This requires inserting a MUX just before the instruction register of the ALU stage, $\text{IR}^{\text{ALU}}$, to annul the add (by inserting a NOP) as well as, clock enables on the PC and IR pipeline registers of earlier pipeline stages to stall the execution without annuling any instructions. This is how the simulator, SPIM works.
Punting on Load Interlock

Early versions of MIPS did not include a pipeline interlock, thus, requiring the compiler/programmer to work around it.

If compiler knows about load delay, it can often rearrange the code sequence to eliminate the hazard. Many compilers can provide implementation-specific instruction scheduling. This requires no additional H/W, but it further confuses the instruction semantics. We’ll include interlocks for SPIM compatibility.
Load Delays (cont’d)

But, but, what about FASTER processors?

FACT: Processors have become very fast relative to memories!

Can we just stall the pipe longer? Add more NOPs?

ALTERNATIVE: Longer pipelines.

1. Add “MEMORY WAIT” stages between START of read operation & return of data.

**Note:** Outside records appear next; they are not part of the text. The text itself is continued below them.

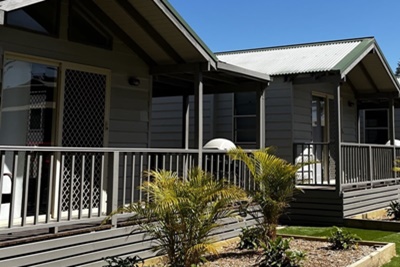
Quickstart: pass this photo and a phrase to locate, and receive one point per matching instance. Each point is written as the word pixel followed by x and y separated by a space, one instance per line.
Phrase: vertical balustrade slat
pixel 177 164
pixel 25 189
pixel 133 188
pixel 140 177
pixel 112 181
pixel 49 193
pixel 81 187
pixel 371 168
pixel 124 177
pixel 2 175
pixel 102 171
pixel 38 191
pixel 13 190
pixel 223 167
pixel 60 188
pixel 148 173
pixel 71 188
pixel 92 174
pixel 163 162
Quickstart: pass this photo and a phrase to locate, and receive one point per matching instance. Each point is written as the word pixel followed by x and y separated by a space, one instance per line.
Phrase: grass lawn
pixel 366 235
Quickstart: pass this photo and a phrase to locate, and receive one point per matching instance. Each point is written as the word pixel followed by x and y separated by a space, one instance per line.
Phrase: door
pixel 320 136
pixel 84 117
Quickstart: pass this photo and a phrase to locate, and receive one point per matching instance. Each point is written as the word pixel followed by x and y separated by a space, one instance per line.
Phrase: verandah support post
pixel 198 125
pixel 185 121
pixel 339 140
pixel 112 185
pixel 392 131
pixel 261 117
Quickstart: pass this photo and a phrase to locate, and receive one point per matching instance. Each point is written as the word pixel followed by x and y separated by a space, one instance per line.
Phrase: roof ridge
pixel 291 46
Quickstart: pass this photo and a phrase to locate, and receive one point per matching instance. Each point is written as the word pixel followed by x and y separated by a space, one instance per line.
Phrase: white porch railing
pixel 368 165
pixel 53 187
pixel 318 166
pixel 362 165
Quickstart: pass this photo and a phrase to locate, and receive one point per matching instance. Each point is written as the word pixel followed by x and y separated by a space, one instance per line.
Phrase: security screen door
pixel 83 120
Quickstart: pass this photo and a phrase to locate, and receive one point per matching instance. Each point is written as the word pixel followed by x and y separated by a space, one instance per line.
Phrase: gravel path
pixel 317 254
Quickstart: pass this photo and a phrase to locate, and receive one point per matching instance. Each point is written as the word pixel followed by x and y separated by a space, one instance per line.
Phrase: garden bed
pixel 377 220
pixel 318 253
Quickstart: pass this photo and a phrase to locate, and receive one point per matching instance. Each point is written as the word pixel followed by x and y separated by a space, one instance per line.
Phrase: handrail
pixel 110 149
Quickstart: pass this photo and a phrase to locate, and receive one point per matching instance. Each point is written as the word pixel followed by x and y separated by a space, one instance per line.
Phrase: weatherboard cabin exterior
pixel 77 83
pixel 331 103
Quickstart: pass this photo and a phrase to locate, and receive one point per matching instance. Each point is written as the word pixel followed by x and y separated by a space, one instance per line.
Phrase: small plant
pixel 277 253
pixel 250 238
pixel 123 262
pixel 341 239
pixel 394 210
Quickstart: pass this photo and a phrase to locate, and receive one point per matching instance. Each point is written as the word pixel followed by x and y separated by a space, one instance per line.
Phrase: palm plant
pixel 275 186
pixel 181 214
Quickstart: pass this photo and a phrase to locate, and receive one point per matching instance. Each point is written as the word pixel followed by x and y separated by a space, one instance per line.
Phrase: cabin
pixel 77 87
pixel 330 103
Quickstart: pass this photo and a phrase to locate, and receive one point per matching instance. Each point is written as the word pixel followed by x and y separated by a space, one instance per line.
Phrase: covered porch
pixel 354 151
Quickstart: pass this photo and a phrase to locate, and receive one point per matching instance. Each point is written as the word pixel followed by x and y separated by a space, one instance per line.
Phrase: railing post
pixel 371 165
pixel 112 185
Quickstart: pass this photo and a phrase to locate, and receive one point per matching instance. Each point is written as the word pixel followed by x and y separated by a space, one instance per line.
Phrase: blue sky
pixel 241 24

2. Build pipelined memories, so that multiple (say, N) memory transactions can be in progress at once.

3. (Optional). Stall pipeline when the N limit is exceeded.

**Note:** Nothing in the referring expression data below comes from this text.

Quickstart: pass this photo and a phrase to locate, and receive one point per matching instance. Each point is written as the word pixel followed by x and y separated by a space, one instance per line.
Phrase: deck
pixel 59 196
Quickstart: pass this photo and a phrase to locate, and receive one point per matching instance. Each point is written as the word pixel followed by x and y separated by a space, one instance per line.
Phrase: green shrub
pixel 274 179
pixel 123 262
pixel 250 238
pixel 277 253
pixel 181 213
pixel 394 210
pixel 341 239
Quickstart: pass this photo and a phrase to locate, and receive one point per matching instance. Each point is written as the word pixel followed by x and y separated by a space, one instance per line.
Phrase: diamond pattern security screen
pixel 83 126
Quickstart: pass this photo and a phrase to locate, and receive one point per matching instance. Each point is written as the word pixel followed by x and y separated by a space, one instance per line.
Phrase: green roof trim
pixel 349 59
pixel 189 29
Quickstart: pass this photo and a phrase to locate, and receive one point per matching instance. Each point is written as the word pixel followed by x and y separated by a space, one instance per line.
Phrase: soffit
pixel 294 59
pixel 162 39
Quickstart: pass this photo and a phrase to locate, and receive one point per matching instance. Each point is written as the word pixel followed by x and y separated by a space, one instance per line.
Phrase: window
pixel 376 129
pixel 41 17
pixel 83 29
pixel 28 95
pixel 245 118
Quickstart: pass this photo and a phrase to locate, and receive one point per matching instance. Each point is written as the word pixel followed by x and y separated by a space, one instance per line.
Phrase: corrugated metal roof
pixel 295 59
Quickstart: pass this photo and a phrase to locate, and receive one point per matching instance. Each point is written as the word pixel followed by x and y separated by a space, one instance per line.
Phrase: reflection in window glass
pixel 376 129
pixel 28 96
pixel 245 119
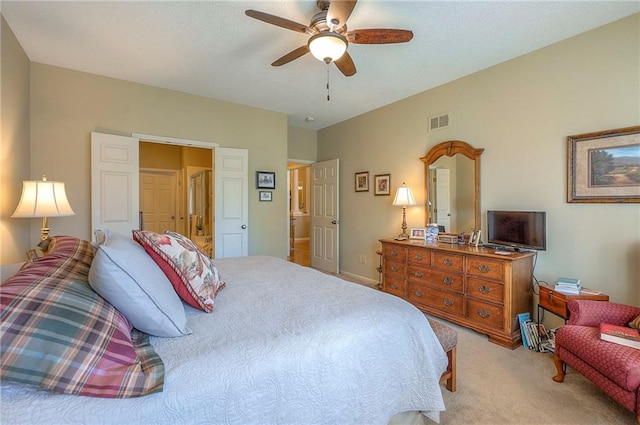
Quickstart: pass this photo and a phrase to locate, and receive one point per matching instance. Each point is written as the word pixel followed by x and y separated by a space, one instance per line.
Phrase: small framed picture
pixel 474 239
pixel 265 180
pixel 362 181
pixel 265 196
pixel 382 185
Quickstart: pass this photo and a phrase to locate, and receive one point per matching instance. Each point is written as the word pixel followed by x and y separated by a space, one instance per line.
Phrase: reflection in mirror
pixel 452 185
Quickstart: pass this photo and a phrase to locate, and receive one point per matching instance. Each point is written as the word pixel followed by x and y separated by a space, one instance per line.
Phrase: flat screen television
pixel 517 229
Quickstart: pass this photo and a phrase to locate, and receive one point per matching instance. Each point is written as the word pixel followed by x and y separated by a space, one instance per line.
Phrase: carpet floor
pixel 501 386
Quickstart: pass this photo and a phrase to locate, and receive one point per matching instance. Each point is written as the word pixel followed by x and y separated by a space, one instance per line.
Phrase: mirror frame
pixel 450 148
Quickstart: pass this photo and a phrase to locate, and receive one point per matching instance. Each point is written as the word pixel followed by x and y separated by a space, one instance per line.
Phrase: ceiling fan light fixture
pixel 327 46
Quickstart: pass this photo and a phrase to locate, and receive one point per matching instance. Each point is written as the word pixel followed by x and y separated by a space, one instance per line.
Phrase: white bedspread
pixel 284 345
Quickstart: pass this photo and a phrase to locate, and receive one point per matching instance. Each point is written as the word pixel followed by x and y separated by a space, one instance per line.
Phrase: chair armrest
pixel 592 313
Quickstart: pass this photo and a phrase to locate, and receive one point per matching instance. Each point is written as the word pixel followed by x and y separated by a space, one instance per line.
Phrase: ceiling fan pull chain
pixel 328 94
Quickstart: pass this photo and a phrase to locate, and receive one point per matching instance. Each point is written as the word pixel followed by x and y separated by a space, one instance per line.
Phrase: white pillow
pixel 124 274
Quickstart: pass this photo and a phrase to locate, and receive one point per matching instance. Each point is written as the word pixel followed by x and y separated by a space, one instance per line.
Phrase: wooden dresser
pixel 471 286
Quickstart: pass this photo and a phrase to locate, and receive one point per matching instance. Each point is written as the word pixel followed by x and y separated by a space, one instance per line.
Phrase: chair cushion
pixel 619 363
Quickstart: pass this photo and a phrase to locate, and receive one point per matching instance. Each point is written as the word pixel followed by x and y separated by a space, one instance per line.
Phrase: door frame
pixel 176 175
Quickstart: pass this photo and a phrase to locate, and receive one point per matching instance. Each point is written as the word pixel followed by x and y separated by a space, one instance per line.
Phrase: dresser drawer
pixel 395 253
pixel 485 289
pixel 485 267
pixel 393 285
pixel 395 268
pixel 485 313
pixel 436 278
pixel 419 256
pixel 441 300
pixel 444 261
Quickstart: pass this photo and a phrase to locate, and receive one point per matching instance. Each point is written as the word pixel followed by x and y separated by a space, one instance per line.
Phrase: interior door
pixel 158 205
pixel 325 218
pixel 231 202
pixel 114 182
pixel 443 198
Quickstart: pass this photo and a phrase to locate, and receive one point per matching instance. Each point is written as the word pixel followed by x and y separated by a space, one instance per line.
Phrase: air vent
pixel 439 121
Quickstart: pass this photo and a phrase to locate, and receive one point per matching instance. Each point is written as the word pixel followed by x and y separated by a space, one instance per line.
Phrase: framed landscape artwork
pixel 604 166
pixel 362 181
pixel 382 185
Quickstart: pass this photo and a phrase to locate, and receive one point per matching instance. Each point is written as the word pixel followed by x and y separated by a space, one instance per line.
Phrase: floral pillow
pixel 190 271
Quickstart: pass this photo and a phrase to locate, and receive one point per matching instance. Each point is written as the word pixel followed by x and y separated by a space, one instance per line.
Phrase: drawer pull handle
pixel 483 313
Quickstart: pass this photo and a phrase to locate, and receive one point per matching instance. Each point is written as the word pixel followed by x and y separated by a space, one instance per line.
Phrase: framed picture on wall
pixel 603 166
pixel 382 185
pixel 362 181
pixel 265 180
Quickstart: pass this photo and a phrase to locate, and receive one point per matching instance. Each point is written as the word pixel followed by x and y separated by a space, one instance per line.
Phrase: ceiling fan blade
pixel 339 11
pixel 379 36
pixel 345 65
pixel 294 54
pixel 278 21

4-Stage pipeline requires READ access in LESS than one clock.

SOLUTION: A 5-Stage pipeline that allows nearly two clocks for data memory accesses...
5-Stage miniMIPS

- Omits some details
- NO bypass or interlock logic

Address is available right after instruction enters Memory stage

almost 2 clock cycles

Data is needed just before rising clock edge at end of Write Back stage
One More Fly in the Ointment

There is one more structural hazard that we have not discussed. That is, the saving, and subsequent accesses, of the return address resulting from the jump-and-link, jal, instruction.

Moreover, given that we have bought into a single delay-slot, which is always executed, we now need to store the address of the instruction following the delay slot instruction.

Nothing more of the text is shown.